Şehirli, ayakları üzerinde duran, alımlı, eğitimli, başarılı ve sofistike bir yaşam süren güzel bir kadın söz konusu. Müzeyyen seviyor, sevdiğinden ya da sevebildiğinden çok daha fazla seviliyor, sevince uçuruyor ve sonra bırakıyor aniden ve açıklamasız ya da açıklaması yetersiz bir erkek gibi terk ediyor… Açık sözlü, cesur ve sıcak davranıyor ancak her zaman mesafeli bir samimiyet duygusu yaratıyor. Sevgilisi Arif tam olarak içine sızamıyor, nüfus edemiyor ve zorlamaya kalkarsa kadının müsaade etmeyeceği hiç sözsüz çok kesin biliniyor. Yalnızlığı tercih eden, mesafeli ancak acısını içinde taşımaktan yorgun, pişman ve her daim şık modern şehir insanı bu noktada Çağan Irmak’ın Issız Adam karakterini anımsatıyor. Ancak ‘Issız Kadın’ Müzeyyen, Issız Adam Alper’in kendisini tanımamıza izin verdiği kadarını bile anlatma ihtiyacı duymuyor. Çünkü Müzeyyen’in Issız Adam gibi karanlık bir yaşamı yok ya da karanlık sayılan bölgeyi utanç verici ve saklanması gereken sırlar olarak görmüyor. Tabii açıklamak ihtiyacı da olmuyor, pişmanlık da duymuyor. Dolayısıyla daha baş edilemez!
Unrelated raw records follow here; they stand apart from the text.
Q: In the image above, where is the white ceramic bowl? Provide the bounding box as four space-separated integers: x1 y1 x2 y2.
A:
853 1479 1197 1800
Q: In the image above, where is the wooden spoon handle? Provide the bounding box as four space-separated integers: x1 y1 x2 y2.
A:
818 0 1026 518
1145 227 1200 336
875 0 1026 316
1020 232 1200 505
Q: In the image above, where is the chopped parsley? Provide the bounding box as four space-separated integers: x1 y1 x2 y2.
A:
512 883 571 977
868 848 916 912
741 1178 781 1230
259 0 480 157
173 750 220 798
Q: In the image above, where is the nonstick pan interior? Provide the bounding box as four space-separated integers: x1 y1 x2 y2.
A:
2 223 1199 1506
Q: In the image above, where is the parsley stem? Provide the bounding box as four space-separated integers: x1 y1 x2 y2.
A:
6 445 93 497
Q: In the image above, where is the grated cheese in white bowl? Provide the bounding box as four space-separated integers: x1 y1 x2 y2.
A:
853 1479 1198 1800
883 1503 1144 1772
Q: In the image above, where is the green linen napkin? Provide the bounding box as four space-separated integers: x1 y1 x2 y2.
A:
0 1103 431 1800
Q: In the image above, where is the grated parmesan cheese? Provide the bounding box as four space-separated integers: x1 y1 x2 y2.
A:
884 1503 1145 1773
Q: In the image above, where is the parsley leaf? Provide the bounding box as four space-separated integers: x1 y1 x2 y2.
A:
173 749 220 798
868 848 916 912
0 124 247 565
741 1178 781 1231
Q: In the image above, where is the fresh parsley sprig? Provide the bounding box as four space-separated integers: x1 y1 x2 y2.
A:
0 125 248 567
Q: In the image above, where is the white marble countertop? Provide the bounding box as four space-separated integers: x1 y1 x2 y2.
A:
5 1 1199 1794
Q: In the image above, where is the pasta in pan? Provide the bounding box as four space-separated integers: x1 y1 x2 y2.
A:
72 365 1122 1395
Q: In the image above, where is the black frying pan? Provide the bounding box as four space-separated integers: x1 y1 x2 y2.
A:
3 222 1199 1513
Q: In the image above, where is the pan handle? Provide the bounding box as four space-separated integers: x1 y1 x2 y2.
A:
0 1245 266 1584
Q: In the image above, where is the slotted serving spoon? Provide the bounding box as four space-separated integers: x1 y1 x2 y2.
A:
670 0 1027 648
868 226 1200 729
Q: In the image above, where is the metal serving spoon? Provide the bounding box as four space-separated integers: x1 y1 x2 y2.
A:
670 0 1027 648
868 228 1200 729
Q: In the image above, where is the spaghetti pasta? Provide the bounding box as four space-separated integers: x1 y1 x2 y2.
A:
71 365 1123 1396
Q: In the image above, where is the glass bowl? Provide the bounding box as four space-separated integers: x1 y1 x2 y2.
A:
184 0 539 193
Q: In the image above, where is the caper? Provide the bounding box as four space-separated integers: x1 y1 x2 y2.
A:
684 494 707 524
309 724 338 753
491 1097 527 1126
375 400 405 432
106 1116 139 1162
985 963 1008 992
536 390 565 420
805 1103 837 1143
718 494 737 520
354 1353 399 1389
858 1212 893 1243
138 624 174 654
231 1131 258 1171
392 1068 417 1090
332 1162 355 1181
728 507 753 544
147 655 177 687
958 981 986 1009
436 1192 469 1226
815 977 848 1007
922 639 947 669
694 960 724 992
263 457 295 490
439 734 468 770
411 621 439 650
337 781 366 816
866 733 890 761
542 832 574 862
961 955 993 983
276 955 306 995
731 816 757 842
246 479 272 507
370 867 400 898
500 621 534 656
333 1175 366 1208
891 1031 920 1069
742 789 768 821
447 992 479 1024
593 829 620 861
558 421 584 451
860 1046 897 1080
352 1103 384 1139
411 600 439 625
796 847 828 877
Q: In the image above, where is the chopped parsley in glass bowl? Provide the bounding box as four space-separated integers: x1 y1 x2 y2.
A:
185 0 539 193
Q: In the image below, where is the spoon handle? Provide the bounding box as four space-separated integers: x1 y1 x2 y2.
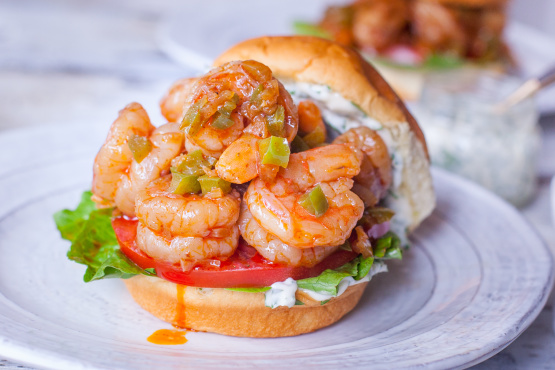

Müzeyyen’de sonunda Issız Adam gibi sakin bir sahilde tek başına kalıyor ancak üzülüyor mu, yıkılıyor mu yoksa zaten böylesini mi istiyor pek açık etmiyor. Kendisini ve Arif’i suçlamadan sadece akışı yaşadığı için ve anlayış beklemediği için şok ediyor. Mesela ezilmiyor eziyor, ağlamıyor ağlatıyor, yalvarmıyor yalvartıyor, sevgilisine bakıyor, yediriyor içiriyor ve canı sıkılınca da bir cümlecik açıklamaya gerek duymadan kısa bir not ve kapıcı yardımıyla kapının önüne koyuyor. Issız Adam Alper de benzer bir tutumla sevgilisini evine almış ve sonrasında sıkılınca kapıyı göstermişti. Özetle toplumsal cinsiyet rollerini alt üst eden Müzeyyen öyle zarif ancak ters köşelerden sertçe giriyor ki iğreti ediyor. Örneğin sevgilisini terk ederken aldığı acımasız aksiyona karşın çıldırtan nezaketini hiç bozmuyor. Ya da giymediği kıyafetleri ayırıyor, buzdolabına ayrılık notunu iliştiriyor ve direktifleri rica ederek bildiriyor. Eskiye ayırdığı çöp poşetleriyle beraber atılanlar listesinde kendini gören erkeğin hüznü hiç alışıldık bir portre olmadığı için öncelikle şaşırtıyor elbette. Sonrasında bilinmedik ve deneyimlenmemiş bir karakterle karşılaştırdığı için ne hissedeceğimize dair yardımcı olmadan ortada bırakıyor. Filmin kahramanına çektirdiği acıyı seyirciye bulaştırmıyor ancak seyirciyi bilmediği bir yerde kendi kendisiyle baş başa bırakıyor. Yani Kaplan’ın bahsettiği sahte sinema gerçekliğini geleneksel metotlar aracılığıyla vermek için Müzeyyen toplumsal cinsiyet kodlarına yumuşacık ve yavaştan estetik bir çomak sokup kanırtıyor. Tüm bu yönleriyle aniden ‘ahhh Belinda’ dedirtiyor… Çünkü Barış Pirhasan’ın senaryosunu yazdığı ve Atıf Yılmaz’ın yönettiği Ahh Belinda taa 1986’da yine klasik sinema metotlarından fantastik bir iş çıkararak cinsiyet rollerinin doğal olmadığını anlatan kült bir filmdir. Pek benzeri de yoktur.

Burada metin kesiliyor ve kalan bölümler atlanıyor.